I headed out this morning for what should have been a minimal flood tide, but it did flood well and lasted about an hour and a half. 

Last week I had a couple of questions from South Florida about our flood tides in Jacksonville and fishing the flats, so I have included a few pictures to try to show what it is like.

I got to this flat early and waited 1/2 hour for the tide to come in:










In this photo the flat is beginning to flood. My buddy Bart still doesn't have enough water to fish:










Here is a fish caught on that same flat after the flood has come in:










Finally, I found this oversized red cruising along one of the grass lines. they are easier to catch when they are cruising, because they don't have their noses buried in the bottom looking for crabs.










The fish were spooky with the extreme clear water and clear sky. I probably had shots at 8 and only caught two today. Given the conditions and one of them being a really good fish, I was happy.


----------



## Gramps (Nov 1, 2007)

Wow great day! I still have never fooled a red on fly. Great job!


----------



## MATT (Apr 30, 2007)

Cool pic's hard to belive that's Florida...


----------



## deerfly (Mar 10, 2007)

looks like a rice field somewhere in SE Asia to me. Nice red too. 

Is that public land there? Looks pretty desolate as far as you can see in any direction, atypical of productive fishing ground most anywhere else in the State, even during the week.


----------



## Canoeman (Jul 23, 2008)

I'm standing 10-12 miles from downtown Jacksonville, the center of over a million people. This is pretty much what both sides of the intracoastal looks like from St Augustine to Virginia.


----------



## tom_in_orl (Dec 9, 2006)

Beautiful pics! Keep them coming.


----------



## deerfly (Mar 10, 2007)

> I'm standing 10-12 miles from downtown Jacksonville, the center of over a million people. This is pretty much what both sides of the intracoastal looks like from St Augustine to Virginia.

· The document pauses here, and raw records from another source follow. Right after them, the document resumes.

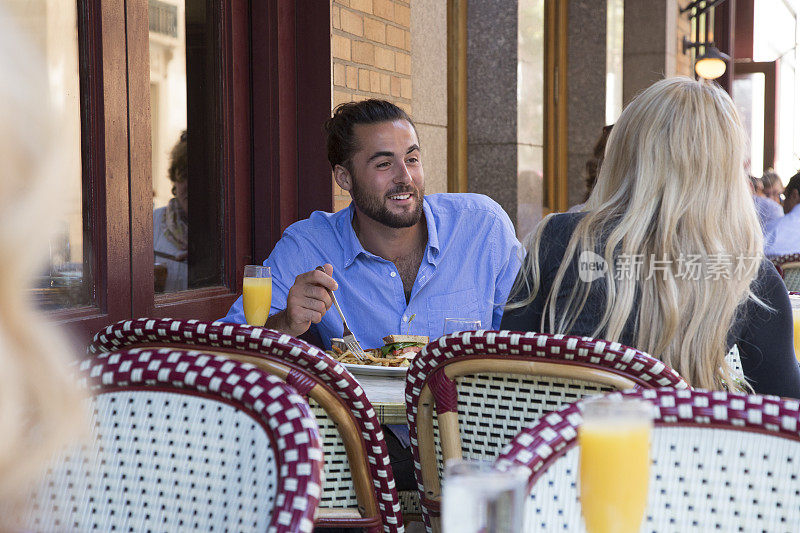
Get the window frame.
[54,0,333,342]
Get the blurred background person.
[761,168,783,205]
[500,78,800,398]
[0,5,88,530]
[153,130,189,292]
[567,124,614,213]
[750,176,783,230]
[764,172,800,255]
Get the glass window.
[9,0,93,310]
[148,0,223,293]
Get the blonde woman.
[501,78,800,398]
[0,6,88,520]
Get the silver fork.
[317,266,367,363]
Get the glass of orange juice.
[578,398,653,533]
[789,294,800,362]
[242,265,272,326]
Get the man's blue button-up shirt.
[223,194,522,348]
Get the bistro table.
[349,366,407,424]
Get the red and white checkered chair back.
[495,389,800,532]
[769,254,800,291]
[28,351,323,533]
[406,331,688,530]
[87,318,403,533]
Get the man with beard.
[223,100,522,349]
[223,100,522,498]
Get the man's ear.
[333,165,353,192]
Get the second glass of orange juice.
[242,265,272,326]
[789,294,800,362]
[578,392,652,533]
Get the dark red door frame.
[251,0,333,262]
[52,0,131,341]
[53,0,333,341]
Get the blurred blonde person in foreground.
[501,78,800,398]
[0,6,88,530]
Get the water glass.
[443,318,481,335]
[442,461,528,533]
[578,398,653,533]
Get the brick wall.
[331,0,412,211]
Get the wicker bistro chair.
[495,389,800,532]
[88,318,403,532]
[401,331,688,531]
[769,254,800,291]
[25,350,323,533]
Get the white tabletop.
[353,372,406,405]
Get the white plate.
[342,363,408,377]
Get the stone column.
[567,0,608,206]
[466,0,517,222]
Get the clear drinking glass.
[789,294,800,362]
[242,265,272,326]
[442,461,528,533]
[443,318,481,335]
[578,398,653,533]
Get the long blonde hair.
[509,78,763,389]
[0,8,88,512]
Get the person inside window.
[153,130,189,292]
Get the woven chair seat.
[495,389,800,532]
[406,331,688,531]
[87,318,403,533]
[26,351,322,532]
[769,253,800,291]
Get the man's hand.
[266,263,339,337]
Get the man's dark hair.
[325,99,417,173]
[783,172,800,198]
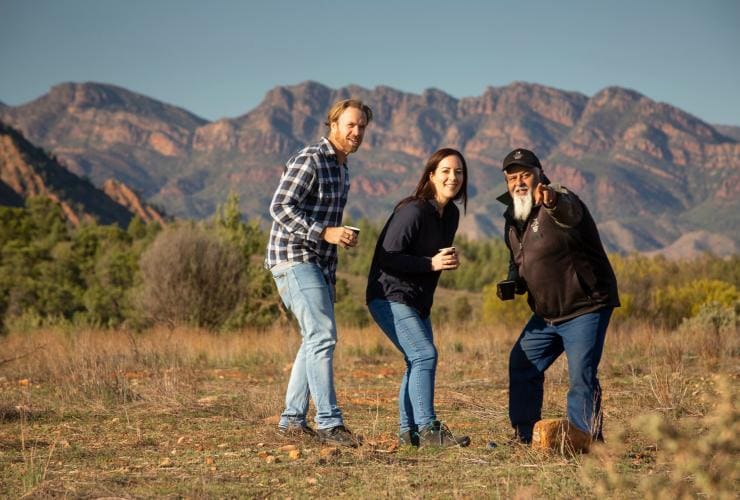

wow, thats pretty cool then. Definitely something I need to try one of these days. Very different "look" than what I'm used to. Great stuff, thanks for sharing.


----------



## litlblusrn4bigred (Jan 8, 2007)

Bad to the bone!!


----------



## islander1225 (Jun 15, 2008)

wtg woody, the flood tides have def been kicking lately we still have a ton of water in the river and the water is still nice and brackish i havent been getting a lot fo reds but i have been killing the black drum.


Alex


----------



## HaMm3r (Dec 11, 2006)

Cool pictures and nice job on the reds! [smiley=1-beer-german.gif]
What fly were you throwing?


----------



## Canoeman (Jul 23, 2008)

I usually throw a dark brown (rootbeer?) or copper Dupree spoonfly.


----------



## paint it black (Nov 3, 2007)

Excellent photo's and fish! This looks like a very interesting way to fish! I'm still dying to catch my first red period!


----------



## aaronshore (Aug 24, 2007)

More grass pics please!!!!


----------



## thresher (Dec 18, 2006)

Beautiful pictures and wonderful report. I love the shot of the boat all by itself just sitting on the grass waiting for the tide. Very cool shot!


----------